In Illinois, as a critical example, the legislature is finalizing its budget for FY 2011, and a key program threatened is the state’s long-running Prostate and Testicular Cancer Program. This program could be cut in its entirety as early as July this year.

Since 2000, the Illinois Prostate and Testicular Cancer Program has provided more than 25,000 prostate-specific antigen (PSA) tests and 4,300 digital rectal exams (DREs) to men in that state. Of those 25,000 men tested for their risk for prostate cancer, nearly 1,800 individuals or one man in every 14 had an abnormal PSA blood test or an abnormal DRE – suggesting the possibility that they were at increased risk for prostate cancer.

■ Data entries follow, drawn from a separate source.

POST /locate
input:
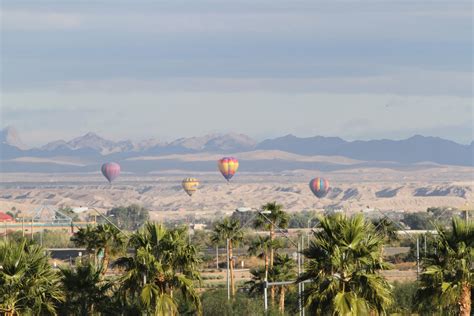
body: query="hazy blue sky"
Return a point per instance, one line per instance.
(140, 69)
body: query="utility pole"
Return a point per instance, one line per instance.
(228, 270)
(417, 257)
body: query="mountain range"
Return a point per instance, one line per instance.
(90, 149)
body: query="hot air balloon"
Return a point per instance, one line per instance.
(110, 170)
(190, 185)
(319, 187)
(228, 167)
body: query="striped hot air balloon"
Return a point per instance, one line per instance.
(190, 185)
(110, 170)
(228, 167)
(319, 187)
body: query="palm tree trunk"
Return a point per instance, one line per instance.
(282, 300)
(232, 286)
(217, 257)
(105, 261)
(272, 289)
(272, 236)
(465, 303)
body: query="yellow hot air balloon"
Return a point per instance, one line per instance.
(190, 185)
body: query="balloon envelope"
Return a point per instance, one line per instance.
(190, 185)
(110, 170)
(228, 167)
(319, 187)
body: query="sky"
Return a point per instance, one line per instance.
(169, 69)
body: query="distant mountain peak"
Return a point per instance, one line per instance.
(9, 136)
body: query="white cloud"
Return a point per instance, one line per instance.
(38, 20)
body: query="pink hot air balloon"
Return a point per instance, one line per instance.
(110, 170)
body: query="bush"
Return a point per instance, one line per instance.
(215, 302)
(404, 298)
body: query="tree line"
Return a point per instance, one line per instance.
(155, 270)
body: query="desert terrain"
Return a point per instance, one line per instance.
(413, 189)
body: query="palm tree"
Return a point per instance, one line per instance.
(283, 270)
(343, 259)
(448, 276)
(279, 218)
(163, 261)
(28, 283)
(261, 246)
(228, 229)
(105, 240)
(86, 290)
(386, 228)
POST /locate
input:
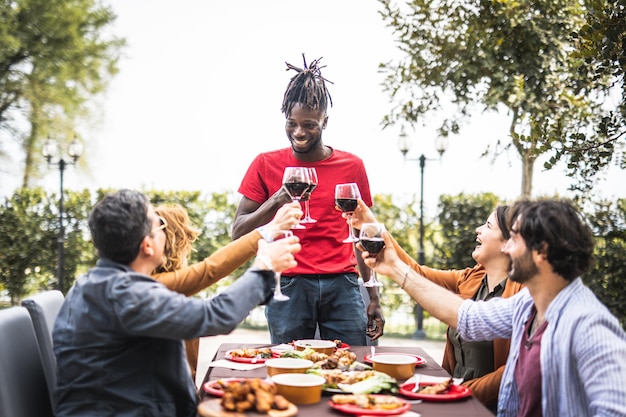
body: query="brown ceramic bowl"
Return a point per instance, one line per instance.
(287, 366)
(398, 366)
(322, 346)
(300, 388)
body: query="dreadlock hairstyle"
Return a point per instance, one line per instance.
(307, 87)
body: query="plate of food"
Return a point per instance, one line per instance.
(418, 359)
(355, 382)
(250, 355)
(248, 397)
(369, 404)
(436, 391)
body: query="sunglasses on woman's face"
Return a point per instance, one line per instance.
(162, 225)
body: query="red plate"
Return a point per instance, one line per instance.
(214, 387)
(353, 409)
(455, 392)
(418, 359)
(242, 359)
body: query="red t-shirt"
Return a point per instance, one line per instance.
(323, 251)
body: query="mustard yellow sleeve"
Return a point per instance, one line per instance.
(447, 279)
(196, 277)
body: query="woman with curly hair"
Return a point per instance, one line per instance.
(176, 273)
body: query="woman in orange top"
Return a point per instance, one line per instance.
(177, 275)
(480, 364)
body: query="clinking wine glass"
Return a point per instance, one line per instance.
(346, 198)
(296, 183)
(274, 236)
(372, 241)
(313, 181)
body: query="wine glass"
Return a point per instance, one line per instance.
(313, 181)
(274, 236)
(296, 183)
(346, 197)
(372, 241)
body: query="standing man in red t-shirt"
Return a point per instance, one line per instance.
(323, 288)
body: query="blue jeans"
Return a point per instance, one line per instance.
(332, 302)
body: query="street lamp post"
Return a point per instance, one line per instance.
(49, 151)
(404, 144)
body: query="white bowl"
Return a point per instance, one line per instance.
(322, 346)
(299, 388)
(277, 366)
(396, 366)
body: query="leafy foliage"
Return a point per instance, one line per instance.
(54, 56)
(606, 278)
(495, 55)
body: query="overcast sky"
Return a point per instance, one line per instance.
(200, 87)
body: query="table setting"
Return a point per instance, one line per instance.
(394, 396)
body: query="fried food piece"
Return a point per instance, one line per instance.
(437, 388)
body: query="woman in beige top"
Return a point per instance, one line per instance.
(177, 275)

Like many states, Illinois finds itself in a dire and unenviable financial position, with few good options. But this program improves the lives of men by initiating, facilitating, and coordinating programs throughout the state to promote awareness and early detection of two male-specific diseases: prostate and testicular cancer — and its current annual cost is little more than $250,000 per year. It seems near to unbelievable that the only significant men’s health initiative in Illinois could be terminated in this manner when other programs for women and children – although cut back – at least remain in place.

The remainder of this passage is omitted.